OpenAI started in 2015 as a research-focused nonprofit but created a for-profit unit four years later to secure funding for the high costs of AI development.

Its unusual structure gave control of the for-profit unit to the nonprofit and was in focus last year when Sam Altman was fired as CEO only to return days later after employees rebelled.

'CRITICAL STEP'

"We once again need to raise more capital than we'd imagined. Investors want to back us but, at this scale of capital, need conventional equity and less structural bespokeness," the Microsoft-backed startup said on Friday.

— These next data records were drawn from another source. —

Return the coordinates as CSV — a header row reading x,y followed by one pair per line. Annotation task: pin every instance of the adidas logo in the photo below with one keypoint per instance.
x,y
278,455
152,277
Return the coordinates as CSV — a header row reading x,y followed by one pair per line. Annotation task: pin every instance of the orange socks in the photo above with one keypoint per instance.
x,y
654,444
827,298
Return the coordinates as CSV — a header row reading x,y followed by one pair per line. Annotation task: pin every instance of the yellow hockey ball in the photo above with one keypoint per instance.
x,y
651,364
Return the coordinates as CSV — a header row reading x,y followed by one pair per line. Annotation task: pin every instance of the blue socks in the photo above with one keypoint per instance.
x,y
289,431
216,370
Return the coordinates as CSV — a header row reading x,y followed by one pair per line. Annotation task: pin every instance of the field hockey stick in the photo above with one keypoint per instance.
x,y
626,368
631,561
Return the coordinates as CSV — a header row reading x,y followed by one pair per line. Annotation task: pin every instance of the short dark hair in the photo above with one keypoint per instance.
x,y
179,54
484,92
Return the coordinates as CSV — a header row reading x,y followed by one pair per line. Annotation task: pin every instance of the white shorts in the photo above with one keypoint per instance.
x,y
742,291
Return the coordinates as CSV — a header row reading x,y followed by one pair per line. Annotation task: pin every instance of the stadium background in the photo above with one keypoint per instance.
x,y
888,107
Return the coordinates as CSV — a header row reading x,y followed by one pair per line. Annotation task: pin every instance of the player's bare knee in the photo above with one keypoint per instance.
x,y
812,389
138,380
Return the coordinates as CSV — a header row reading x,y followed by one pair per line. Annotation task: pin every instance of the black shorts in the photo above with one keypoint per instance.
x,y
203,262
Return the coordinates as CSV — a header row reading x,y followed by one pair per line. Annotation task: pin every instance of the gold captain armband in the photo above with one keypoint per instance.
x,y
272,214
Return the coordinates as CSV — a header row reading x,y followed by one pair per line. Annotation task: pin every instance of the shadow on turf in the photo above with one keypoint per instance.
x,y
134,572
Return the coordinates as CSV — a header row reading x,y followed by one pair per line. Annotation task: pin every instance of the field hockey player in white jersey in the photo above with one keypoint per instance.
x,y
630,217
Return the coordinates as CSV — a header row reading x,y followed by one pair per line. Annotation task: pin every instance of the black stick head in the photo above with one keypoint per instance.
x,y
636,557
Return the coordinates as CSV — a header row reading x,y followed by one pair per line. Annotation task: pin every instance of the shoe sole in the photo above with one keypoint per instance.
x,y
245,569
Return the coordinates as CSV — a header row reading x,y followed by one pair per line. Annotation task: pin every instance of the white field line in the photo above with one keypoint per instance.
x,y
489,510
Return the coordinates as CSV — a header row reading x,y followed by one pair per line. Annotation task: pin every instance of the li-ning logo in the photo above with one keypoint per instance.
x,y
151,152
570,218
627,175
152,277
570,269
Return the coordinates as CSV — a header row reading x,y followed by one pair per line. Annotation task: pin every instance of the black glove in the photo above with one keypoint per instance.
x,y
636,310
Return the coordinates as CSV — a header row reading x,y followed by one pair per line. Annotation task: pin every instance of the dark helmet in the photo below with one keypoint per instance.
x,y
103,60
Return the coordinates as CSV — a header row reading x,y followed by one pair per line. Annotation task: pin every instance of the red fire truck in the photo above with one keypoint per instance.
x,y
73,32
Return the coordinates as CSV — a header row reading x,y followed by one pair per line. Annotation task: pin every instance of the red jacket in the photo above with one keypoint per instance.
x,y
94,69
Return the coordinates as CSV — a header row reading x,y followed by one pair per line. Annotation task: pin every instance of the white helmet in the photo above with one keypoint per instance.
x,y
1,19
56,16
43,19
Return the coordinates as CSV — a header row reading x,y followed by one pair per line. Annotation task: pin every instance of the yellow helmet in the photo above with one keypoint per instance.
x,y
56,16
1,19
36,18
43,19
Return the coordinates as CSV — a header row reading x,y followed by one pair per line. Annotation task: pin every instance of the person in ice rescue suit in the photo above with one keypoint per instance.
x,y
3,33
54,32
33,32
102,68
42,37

"The hundreds of billions of dollars that major companies are now investing into AI development show what it will really take for OpenAI to continue pursuing the mission."

Its plans to create a PBC would align the startup with rivals such as Anthropic and the Musk-owned xAI, which use a similar structure and recently raised billions in funding. Anthropic garnered another $4 billion investment from existing investor Amazon.com last month, while xAI raised around $6 billion in equity financing earlier in December.

"The key to the announcement is that the for-profit side of OpenAI 'will run and control OpenAI's operations and business,'" DA Davidson & Co analyst Gil Luria said.

"This is the critical step the company needs to make in order to continue fund raising," Luria said, although he added that the move did "not necessitate OpenAI going public."

The startup could, however, face some hurdles in the plan.

Musk, an OpenAI co-founder who later left and is now one of the startup's most vocal critics, is trying to stop the plan and in August sued OpenAI and Altman.

Musk alleges that OpenAI violated contract provisions by putting profit ahead of the public good in the push to advance AI.

OpenAI earlier this month asked a federal judge to reject Musk's request and published a trove of messages with Musk to argue that he initially backed for-profit status for OpenAI before walking away from the company after failing to gain a majority equity stake and full control.

Meta Platforms is also urging California's attorney general to block OpenAI's conversion to a for-profit company, according to a copy of a letter seen by Reuters.

Becoming a benefit corporation does not guarantee in and of itself that a company will put its stated mission above profit, as that status legally requires only that the company's board "balance" its mission and profit-making concerns, said Ann Lipton, a corporate law professor at Tulane Law School.

"The only reason to choose benefit form over any other corporate form is the declaration to the public," she said. "It doesn't actually have any real enforcement power behind it," she said.

In practice, it is the shareholders who own a controlling stake in the company who dictate how closely a public benefit company sticks to its mission, Lipton said.